Diante de recentes produções cinematográficas e de séries como “Tremembé”, “A Menina que Matou os Pais” / “O Menino que Matou os Pais”, reacendeu um debate na sociedade brasileira: a romantização de crimes hediondos e seus perigosos impactos. Embora o formato true crime seja popular, é imperativo que o jornalismo e a crítica social questionem a maneira como essas narrativas são construídas, especialmente quando parecem inadvertidamente criar uma aura de fascínio ou até mesmo compreensão pelos criminosos.
O problema central dessas produções não é o relato dos fatos em si — afinal, a tragédia de Suzane von Richthofen e dos irmãos Cravinhos é um marco na crônica policial. O perigo reside na excessiva imersão psicológica e no esforço em “humanizar” os perpetradores de forma descontextualizada. Ao dedicar tempo de tela significativo para explorar motivações, dramas pessoais e as complexidades de seus relacionamentos, o foco se desvia de suas vítimas e do peso real de seus atos.

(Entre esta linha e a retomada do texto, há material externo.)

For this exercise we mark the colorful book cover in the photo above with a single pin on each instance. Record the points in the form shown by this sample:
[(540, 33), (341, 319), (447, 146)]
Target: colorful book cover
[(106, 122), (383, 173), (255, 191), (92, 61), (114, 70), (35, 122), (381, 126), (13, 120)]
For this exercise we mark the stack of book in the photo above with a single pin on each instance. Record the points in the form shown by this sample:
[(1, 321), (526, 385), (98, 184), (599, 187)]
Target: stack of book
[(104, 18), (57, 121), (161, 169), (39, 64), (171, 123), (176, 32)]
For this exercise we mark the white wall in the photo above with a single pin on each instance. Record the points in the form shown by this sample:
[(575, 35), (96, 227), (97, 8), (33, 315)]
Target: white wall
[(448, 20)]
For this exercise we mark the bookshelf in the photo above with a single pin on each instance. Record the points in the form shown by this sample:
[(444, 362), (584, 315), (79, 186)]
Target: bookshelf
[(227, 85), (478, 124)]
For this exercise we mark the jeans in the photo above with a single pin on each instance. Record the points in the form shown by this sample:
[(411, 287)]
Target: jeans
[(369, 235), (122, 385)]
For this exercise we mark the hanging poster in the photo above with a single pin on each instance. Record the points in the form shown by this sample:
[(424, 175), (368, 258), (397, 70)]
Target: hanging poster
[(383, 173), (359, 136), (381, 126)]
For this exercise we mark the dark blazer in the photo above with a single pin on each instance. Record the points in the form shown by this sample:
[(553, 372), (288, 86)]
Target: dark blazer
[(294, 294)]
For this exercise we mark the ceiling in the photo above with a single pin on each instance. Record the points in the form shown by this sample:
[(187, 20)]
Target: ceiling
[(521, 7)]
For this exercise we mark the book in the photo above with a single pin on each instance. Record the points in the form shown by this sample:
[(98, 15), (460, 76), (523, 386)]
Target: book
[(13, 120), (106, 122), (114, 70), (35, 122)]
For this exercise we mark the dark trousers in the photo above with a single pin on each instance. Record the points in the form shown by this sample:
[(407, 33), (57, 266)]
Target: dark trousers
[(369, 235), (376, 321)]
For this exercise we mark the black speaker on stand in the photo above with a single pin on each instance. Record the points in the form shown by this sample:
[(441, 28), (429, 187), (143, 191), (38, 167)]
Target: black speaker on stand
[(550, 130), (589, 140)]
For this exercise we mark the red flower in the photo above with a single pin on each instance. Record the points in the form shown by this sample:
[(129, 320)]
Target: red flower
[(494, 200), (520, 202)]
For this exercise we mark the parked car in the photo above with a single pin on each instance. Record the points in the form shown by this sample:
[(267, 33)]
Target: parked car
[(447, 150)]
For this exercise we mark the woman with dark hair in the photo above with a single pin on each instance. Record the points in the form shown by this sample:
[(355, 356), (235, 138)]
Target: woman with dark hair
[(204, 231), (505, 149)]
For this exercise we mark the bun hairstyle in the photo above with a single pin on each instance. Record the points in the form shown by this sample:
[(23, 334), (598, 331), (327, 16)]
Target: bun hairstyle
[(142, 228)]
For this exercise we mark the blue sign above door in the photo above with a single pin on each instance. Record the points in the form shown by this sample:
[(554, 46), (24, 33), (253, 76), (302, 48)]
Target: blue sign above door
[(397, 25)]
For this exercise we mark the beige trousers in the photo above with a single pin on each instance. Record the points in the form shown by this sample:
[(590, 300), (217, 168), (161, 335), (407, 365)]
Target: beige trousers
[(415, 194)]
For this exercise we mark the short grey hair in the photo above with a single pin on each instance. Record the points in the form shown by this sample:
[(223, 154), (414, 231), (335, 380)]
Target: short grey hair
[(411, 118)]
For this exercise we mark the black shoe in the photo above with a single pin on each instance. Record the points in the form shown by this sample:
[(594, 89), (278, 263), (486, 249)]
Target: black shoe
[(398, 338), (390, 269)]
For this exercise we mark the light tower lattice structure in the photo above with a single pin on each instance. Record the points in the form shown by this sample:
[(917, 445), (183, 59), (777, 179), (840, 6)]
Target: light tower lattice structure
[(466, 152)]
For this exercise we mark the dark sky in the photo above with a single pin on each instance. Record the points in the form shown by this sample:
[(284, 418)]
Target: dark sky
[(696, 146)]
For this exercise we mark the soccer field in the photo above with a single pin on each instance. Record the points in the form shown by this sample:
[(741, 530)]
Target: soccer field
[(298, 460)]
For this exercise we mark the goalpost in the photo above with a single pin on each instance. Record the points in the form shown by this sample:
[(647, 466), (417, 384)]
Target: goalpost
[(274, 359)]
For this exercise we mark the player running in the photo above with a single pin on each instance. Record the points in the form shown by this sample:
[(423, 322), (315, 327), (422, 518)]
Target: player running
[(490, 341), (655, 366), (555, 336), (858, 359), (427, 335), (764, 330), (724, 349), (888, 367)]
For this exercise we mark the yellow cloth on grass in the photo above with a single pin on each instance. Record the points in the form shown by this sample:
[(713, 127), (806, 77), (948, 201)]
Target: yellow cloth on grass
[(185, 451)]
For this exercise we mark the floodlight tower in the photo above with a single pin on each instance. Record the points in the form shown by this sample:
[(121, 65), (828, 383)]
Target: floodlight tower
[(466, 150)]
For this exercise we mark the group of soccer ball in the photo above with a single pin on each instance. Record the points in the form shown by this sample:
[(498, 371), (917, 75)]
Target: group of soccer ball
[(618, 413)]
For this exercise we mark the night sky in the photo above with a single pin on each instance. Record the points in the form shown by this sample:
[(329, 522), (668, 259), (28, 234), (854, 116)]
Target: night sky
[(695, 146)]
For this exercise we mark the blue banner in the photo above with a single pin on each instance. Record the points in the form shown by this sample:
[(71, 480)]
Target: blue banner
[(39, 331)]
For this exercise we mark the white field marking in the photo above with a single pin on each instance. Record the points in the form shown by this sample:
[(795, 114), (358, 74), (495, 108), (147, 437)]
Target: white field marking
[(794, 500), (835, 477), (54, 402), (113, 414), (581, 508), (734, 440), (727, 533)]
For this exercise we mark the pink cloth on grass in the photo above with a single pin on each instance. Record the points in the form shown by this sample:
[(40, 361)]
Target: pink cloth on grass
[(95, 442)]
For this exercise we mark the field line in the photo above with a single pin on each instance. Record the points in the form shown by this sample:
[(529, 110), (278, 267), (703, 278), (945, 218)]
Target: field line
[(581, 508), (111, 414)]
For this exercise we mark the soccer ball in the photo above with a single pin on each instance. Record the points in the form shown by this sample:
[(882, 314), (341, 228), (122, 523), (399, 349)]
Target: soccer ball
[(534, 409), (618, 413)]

Em vez de reforçar a seriedade da violação ética e legal cometida, a narrativa pode sutilmente transformar os criminosos em personagens complexos de um drama. Isso cria uma empatia perigosa na audiência, especialmente em jovens, que podem começar a ver a violência como uma resposta extrema, mas compreensível, a um histórico de frustrações ou abusos.
Um dos aspectos mais criticáveis desta abordagem é o apagamento das vítimas. O casal Richthofen, brutalmente assassinado em sua própria casa, muitas vezes se torna uma nota de rodapé na história de “Suzane”. As vítimas não podem perder sua voz, afinal seus legados, suas vidas e a dor incalculável de seus entes queridos são eclipsados pelo drama psicológico de seus algozes.
A produção de true crime, mesmo que ficcionalizada, carrega uma responsabilidade ética imensa. É fundamental que ao assistir uma narrativa como essa deva se manter o foco no fato e consequência, o cerne da história deve ser a brutalidade do ato e o impacto devastador que ele teve na família e na sociedade e evitar o glamour, não se deve retratar a prisão ou o processo judicial como etapas de um arco dramático de redenção ou de grande astúcia. A punição deve ser vista como a consequência legal, não como o clímax emocionante da história.
A série Tremembé, e outras semelhantes, servem como um alerta de que o fascínio pela mente criminosa precisa ser abordado com extrema cautela e distância crítica. Romantizar a violência, mesmo que inadvertidamente, é um desserviço à justiça e um desrespeito à memória das vítimas. E as críticas públicas estão aí contra essa distorção, garantindo que o crime seja sempre visto como tragédia e não como um espetáculo envolvente.